A clip from President Donald Trump’s interview with Axios is setting off alarm bells. In it, the President says he’s planning to sign an executive order that would remove citizenship rights from children born to undocumented citizens on American soil. Historically, that is a right that has been guaranteed by the U.S. Constitution.

“It was always told to me that you needed a constitutional amendment. Guess what? You don’t,” he said. “You can definitely do it with an Act of Congress. But now they’re saying I can do it just with an executive order.” [h/t Buzzfeed News]

Legal experts are skeptical. If Trump does sign such an executive order, it would almost certainly get caught up in legal hell.

The part of the Constitution in question is the 14th Amendment. It states “All persons born or naturalized in the United States, and subject to the jurisdiction thereof, are citizens of the United States and of the state wherein they reside. No state shall make or enforce any law which shall abridge the privileges or immunities of citizens of the United States; nor shall any state deprive any person of life, liberty, or property, without due process of law; nor deny to any person within its jurisdiction the equal protection of the laws.”

In 1898, the Supreme Court ruled on this issue and determined that if you were born in this country, the United States can’t deny you citizenship. This decision, like any other, can be revisited, but the chances of the current Court coming to a different conclusion are unlikely.
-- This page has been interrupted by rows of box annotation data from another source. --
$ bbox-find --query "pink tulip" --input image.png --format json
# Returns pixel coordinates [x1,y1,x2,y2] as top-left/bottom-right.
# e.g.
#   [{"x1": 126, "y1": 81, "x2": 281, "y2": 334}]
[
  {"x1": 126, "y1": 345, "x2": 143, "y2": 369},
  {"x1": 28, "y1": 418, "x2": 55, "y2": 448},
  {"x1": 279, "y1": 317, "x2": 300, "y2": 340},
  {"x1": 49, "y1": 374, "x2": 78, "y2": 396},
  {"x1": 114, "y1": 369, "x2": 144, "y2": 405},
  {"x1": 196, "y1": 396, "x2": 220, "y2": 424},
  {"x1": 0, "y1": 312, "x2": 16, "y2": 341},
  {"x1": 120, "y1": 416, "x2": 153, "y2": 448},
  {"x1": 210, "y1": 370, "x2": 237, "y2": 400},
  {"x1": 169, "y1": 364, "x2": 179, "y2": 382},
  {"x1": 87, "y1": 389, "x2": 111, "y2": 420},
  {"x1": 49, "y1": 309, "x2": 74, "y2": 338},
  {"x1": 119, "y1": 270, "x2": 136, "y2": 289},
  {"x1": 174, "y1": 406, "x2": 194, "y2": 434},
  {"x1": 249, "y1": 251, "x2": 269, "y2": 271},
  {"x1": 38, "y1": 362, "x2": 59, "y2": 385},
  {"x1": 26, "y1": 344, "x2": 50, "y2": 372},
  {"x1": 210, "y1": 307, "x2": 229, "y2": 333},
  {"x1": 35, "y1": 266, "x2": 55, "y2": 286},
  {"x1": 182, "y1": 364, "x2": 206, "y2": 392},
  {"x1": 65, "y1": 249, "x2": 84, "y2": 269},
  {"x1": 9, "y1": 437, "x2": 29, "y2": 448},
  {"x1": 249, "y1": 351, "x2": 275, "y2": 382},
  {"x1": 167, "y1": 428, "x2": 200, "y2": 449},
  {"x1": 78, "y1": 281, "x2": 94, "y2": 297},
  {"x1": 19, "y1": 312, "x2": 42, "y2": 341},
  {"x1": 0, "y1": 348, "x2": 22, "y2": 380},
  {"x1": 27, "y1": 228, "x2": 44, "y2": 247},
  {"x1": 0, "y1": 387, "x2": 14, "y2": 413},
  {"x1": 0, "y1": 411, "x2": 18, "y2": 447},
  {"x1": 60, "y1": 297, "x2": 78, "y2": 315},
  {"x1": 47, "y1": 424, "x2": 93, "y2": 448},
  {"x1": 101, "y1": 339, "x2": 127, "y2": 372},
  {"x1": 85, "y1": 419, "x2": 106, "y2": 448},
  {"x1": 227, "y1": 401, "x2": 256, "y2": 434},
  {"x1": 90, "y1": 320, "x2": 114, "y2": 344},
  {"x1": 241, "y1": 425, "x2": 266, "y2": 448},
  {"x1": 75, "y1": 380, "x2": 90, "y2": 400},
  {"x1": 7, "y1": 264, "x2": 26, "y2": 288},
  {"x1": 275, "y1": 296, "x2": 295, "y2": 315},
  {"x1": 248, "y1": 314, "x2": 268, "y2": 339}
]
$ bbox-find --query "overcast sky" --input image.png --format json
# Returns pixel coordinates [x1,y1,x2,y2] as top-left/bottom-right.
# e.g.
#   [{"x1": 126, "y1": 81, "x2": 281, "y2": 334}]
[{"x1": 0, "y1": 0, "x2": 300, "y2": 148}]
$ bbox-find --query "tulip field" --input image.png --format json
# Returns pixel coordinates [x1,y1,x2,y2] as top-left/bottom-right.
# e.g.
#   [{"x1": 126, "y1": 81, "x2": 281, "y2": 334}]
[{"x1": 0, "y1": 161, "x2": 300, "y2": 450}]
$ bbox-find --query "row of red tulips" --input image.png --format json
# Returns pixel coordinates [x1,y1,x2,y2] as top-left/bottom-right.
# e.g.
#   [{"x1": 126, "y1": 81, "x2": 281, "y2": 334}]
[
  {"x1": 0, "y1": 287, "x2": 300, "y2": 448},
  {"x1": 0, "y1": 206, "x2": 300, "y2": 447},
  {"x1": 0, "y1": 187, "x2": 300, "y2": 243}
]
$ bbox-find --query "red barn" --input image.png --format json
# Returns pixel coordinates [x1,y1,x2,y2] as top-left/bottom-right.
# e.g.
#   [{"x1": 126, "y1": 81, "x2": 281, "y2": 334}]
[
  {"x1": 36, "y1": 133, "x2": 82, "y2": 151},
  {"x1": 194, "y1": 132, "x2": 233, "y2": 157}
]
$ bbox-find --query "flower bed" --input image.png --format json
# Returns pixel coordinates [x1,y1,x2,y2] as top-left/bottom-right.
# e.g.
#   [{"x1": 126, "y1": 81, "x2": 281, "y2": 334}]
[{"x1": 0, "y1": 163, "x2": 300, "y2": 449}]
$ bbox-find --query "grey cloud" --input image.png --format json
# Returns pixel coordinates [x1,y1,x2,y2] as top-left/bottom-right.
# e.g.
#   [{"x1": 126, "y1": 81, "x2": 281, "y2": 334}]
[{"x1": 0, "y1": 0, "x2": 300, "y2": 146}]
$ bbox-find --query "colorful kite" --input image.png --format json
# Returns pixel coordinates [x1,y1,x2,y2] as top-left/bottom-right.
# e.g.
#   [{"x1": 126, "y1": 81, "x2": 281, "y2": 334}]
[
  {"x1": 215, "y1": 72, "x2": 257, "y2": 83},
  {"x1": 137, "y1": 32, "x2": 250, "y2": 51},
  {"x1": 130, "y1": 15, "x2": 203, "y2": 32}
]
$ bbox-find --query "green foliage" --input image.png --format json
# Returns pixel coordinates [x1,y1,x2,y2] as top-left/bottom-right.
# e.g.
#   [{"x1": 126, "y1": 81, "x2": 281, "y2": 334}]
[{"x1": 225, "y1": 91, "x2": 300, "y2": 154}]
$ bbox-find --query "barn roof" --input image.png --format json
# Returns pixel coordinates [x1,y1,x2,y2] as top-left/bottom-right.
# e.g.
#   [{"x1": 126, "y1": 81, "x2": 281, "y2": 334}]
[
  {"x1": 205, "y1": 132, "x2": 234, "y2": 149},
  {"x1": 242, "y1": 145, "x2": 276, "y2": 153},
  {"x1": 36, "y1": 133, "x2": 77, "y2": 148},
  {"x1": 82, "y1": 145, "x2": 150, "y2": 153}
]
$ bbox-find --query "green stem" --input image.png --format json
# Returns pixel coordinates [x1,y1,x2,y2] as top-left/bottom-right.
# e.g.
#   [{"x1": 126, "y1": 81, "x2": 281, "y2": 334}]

Later in the clip, Trump claims that the U.S. is alone in offering citizenship to children born here, regardless of their parents’ immigration status, saying “We’re the only country in the world where a person comes in and has a baby, and the baby is essentially a citizen of the United States … with all of those benefits,” Trump said. “It’s ridiculous. It’s ridiculous. And it has to end.”

This is incorrect. In fact, more 30 countries, Canada and Mexico among them, offer what’s known as birthright citizenship.